Bijou délicat en bois sculpté en noyer et nacre, porté par une femme vêtue d'un pull blanc

Ce que le bois m’apprend

Année après année, de sculptures en sculptures, de bijoux en bijoux, j’apprends lentement — ou plutôt, mes mains apprennent. Des premières coupures, jamais bien graves, au geste plus sûr, du premier couteau encore mal aiguisé à la gouge ancienne passée entre de multiples mains, de la première branche ramassée dans la forêt à la plaquette de bois noble récupérée auprès d’un confrère artisan… La matière première, le bois de mes bijoux, m’a déjà appris beaucoup. 

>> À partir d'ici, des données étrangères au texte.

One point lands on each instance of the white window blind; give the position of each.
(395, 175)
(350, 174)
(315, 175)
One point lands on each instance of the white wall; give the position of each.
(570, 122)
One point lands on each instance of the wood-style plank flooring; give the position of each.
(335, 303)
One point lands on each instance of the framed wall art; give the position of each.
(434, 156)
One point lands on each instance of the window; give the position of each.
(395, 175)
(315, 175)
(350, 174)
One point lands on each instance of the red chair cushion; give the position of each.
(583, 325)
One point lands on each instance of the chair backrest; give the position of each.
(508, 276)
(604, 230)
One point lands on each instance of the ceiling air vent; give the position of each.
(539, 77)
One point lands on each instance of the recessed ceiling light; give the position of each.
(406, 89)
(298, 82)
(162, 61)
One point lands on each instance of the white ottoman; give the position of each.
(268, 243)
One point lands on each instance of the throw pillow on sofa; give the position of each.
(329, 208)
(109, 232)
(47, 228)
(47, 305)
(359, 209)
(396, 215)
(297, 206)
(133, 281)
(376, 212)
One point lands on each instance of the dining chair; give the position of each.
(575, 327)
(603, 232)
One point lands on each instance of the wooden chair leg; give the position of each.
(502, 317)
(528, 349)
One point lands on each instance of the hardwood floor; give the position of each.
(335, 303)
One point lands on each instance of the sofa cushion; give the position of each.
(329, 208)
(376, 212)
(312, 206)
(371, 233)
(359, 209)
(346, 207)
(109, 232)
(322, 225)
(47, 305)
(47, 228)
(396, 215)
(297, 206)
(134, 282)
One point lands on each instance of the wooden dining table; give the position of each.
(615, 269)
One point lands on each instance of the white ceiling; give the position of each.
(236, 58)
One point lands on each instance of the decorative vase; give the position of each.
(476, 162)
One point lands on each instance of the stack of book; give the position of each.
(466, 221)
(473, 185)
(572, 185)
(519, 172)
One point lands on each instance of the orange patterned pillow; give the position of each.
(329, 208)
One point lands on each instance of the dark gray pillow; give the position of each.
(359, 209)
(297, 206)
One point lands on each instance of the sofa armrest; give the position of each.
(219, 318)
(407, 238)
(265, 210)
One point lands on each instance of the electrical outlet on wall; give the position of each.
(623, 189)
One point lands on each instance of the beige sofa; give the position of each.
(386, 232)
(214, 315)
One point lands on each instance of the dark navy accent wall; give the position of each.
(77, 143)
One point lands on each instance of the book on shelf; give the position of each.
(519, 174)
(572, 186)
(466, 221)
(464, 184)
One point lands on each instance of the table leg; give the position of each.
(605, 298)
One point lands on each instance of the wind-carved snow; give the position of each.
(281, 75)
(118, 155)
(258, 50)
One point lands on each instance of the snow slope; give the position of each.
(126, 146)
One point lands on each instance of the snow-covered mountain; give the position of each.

Il m’a appris que le travail réside parfois seulement au bout des doigts, mais qu’il nécessite un geste précis, maîtrisé. Il m’a appris qu’en un geste, des heures de travail peuvent être anéanties. Et qu’en quelques gestes de plus, ce que l’on croyait être un travail gâché peut redevenir une œuvre, si l’on sait rattraper la matière et le dessin. Il m’a appris la résilience, l’acceptation de l’imperfection, même si j’ai encore beaucoup à apprendre.

Il m’a appris que sa fibre est caractérielle et fait parfois ce qu’elle veut, sans suivre notre volonté, et que l’on ne peut pas la forcer à quoi que ce soit sans provoquer une rupture brutale. La fibre du bois nous force à réfléchir, à allier le design à la matière. C’est presque un travail d’équipe, où la matière joue le rôle de décideur : le dessin s’adapte, joue autour du bois et avec ses reliefs, ses défauts.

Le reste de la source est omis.